The 10 Leading Ladies Behind History’s Most Dangerous and Powerful Men

The 10 Leading Ladies Behind History’s Most Dangerous and Powerful Men

Scarlett Mansfield - December 18, 2017

The 10 Leading Ladies Behind History’s Most Dangerous and Powerful Men
Heinrich and Margarete Himmler pose outside in a yard with their infant daughter Gudrun. Photo Credit: US Holocaust Memorial Museum.

Margarete Himmler

Wife of the infamous SS leader Heinrich Himmler, Margarete Himmler started life on a very different path. Given her husband Heinrich directed the killings of countless people, it is ironic that Margarete initially trained as a nurse to help save lives in World War One. When the war ended, she moved to the German Red Cross hospital. Thanks to funding by her father, she was also able to direct a private nursing clinic. How you then end up married to one of the world’s most notorious killers is certainly a baffling question to tackle!

Margarete first met Heinrich in 1927 at one of his lecture tours. Owing to her blonde hair and blue eyes, Heinrich is said to have fallen in love immediately; they married one year later in July. Heinrich was worried to introduce Margarete to his Catholic parents – not only because he was seven years older than her but because she had been previously married and was a Protestant. Though she was eventually accepted, his family generally kept their distance. Margarete then gave birth to their only child, Gudrun, on the 8th August 1929.

Margarete was certainly not an innocent bystander in her husband’s doings. She joined the Nazi Party in 1928 and frequently hosted meetings with the wives of senior SS leaders. Despite this, she was generally disliked and during the Nuremberg Rally of 1938, she conflicted with these women and as a group, they refused to take directions from her. Further, once World War Two began, Margarete supervised German Red Cross hospitals but while on a trip to Poland wrote in a private diary that “this Jewish rabble… don’t look like human beings… it’s an incredible job trying to create order.”

In April 1945, Margarete and Heinrich Himmler saw one another for the last time before his death. They had separated years earlier, and in 1941 Margarete learned that Heinrich had secretly been engaged in a relationship with his secretary. He went on to father two children with her.

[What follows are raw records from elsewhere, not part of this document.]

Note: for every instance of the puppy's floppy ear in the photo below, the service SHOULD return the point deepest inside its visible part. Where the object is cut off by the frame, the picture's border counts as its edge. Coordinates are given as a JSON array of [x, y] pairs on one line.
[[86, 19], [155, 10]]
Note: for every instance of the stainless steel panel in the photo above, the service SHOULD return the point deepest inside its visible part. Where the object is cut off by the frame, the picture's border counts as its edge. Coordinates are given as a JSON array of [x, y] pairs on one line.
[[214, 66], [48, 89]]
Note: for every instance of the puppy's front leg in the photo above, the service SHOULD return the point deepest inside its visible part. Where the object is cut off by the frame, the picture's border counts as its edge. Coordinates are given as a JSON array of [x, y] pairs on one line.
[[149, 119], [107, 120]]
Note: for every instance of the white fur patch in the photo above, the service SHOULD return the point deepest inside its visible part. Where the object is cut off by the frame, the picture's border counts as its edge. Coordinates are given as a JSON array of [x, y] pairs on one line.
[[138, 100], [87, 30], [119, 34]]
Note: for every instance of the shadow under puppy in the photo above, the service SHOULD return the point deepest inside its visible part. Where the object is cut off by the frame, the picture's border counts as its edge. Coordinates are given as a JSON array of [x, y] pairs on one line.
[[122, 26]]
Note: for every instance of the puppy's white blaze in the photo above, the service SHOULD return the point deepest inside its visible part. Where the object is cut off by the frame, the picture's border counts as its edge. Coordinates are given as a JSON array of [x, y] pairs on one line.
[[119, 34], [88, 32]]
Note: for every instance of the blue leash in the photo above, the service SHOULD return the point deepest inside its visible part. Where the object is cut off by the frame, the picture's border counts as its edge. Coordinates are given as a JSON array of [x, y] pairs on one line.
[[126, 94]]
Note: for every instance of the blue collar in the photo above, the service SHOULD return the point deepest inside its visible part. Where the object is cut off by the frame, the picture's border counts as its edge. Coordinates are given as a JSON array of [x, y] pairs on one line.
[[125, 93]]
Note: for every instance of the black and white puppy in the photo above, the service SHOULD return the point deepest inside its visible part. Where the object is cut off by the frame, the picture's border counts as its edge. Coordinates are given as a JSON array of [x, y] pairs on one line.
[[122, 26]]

Once the war ended, several investigations were launched into Margarete to assess how likely it is that she knew of her husband’s business. She claimed to have no idea and sought to be de-nazified and held unaccountable for the crimes of her husband. Eventually, after years of debate, in 1953 she was classified as a beneficiary of the Nazi regime and sentenced to thirty days’ punitive work. With this classification, she also lost her right to vote, and the right to a pension.